The nonce from BURE needs his head seen to, ive got the arguement but im not intrested in even thinking about writing about it because personally id like to push the plunger down on any nonce,pity really he didnt get paralised in his car accident ten years ago.All NONCES should be given an injection and then they wont have to worry about people in the meds line going on about how much they have lifted in the gym.They should give them an injection in reception and then throw them in a skip out thee back.All the best Froude.

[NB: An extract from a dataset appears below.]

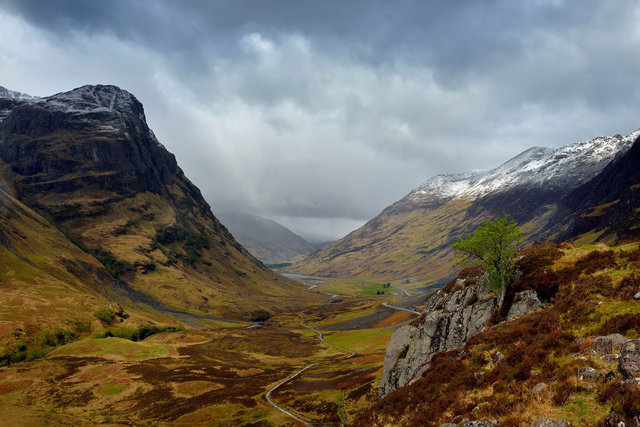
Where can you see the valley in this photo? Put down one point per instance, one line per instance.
(226, 375)
(126, 301)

Has'nt inside time got better with the years ,i can remember reading an old black and white paper lol.Cheers Froude
Written by froudeon February 04, 2012, 06:38:27 AM
froude, IT has definitely got better. I support the death penalty for some murder, but probably not for nonces, because they haven't killed someone and the victim can heal even if they don't always. I said when I was writing about "The boy no one loved"- Casey Watson that the heroin dealer who nonced his client's 5 year old son deserved death but that was more from a street code of honour perspective i.e. because he was a dealer than because of what he did, there are far worse nonces in the scheme of things than him. When I hear of a really serious case, like the one in Northampton C********** family I have PM'd you about with 6 abusers in the same family, it makes me think of hanging em or giving them 3 months worth of concentrated largactil IM in the gluteal muscle at once, but on reflection I can't bring myself to see it as justice at least within the moral law.

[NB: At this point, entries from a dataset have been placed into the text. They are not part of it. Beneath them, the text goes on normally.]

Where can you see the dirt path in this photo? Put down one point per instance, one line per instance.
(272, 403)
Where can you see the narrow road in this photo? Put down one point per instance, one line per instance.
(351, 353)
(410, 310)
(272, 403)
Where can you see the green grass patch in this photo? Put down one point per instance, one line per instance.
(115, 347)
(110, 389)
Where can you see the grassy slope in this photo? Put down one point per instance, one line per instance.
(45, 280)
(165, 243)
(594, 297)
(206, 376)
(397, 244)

Casey's new one was out this week "Crying for help"- I was relieved about that one. I thought from the cover thing about a 12 year old with a "dark secret past" who looked 18 and misbehaved in school that she had been fiddled by a prostitution ring who could make clients believe she was 16 or older, possibly sold into it by her own mum and dad. In fact there was only a small bit about sex abuse with not much evidence, most of it was a serious illness (Addisons Disease) and mental problems that came from not having a mum and the grandparents emotionally abusing her by blaming her.

"Little prisoners", the next one- different story. It says a 9 and 6 year old were "touching each other intimately". Now that's not always related to being a victim of an adult abuser, it can be in a dysfunctional family where there is not enough affection or emotional/physical abuse only the siblings feel a need for love but don't know how to express it appropriately so it becomes sexualised. If they are both before puberty though, the siblings in such a family will usually have got their sexualised behaviour from somewhere unhealthy though. I think this is going to be a multi victim multi offender (M V M O) like the one in Kent, two brothers abused one of the brothers' three daughters and two of their nieces. The father of the 3 girls was also convicted of forcing or enticing his son to have sex with his sister. A stepmum got 8 years for holding one of the girls down during a rape but was acquitted on appeal, and the children disclosed other women and men had abused them including another stepmum and their dad's friends but there was not enough evidence to convict. I probably believe the children.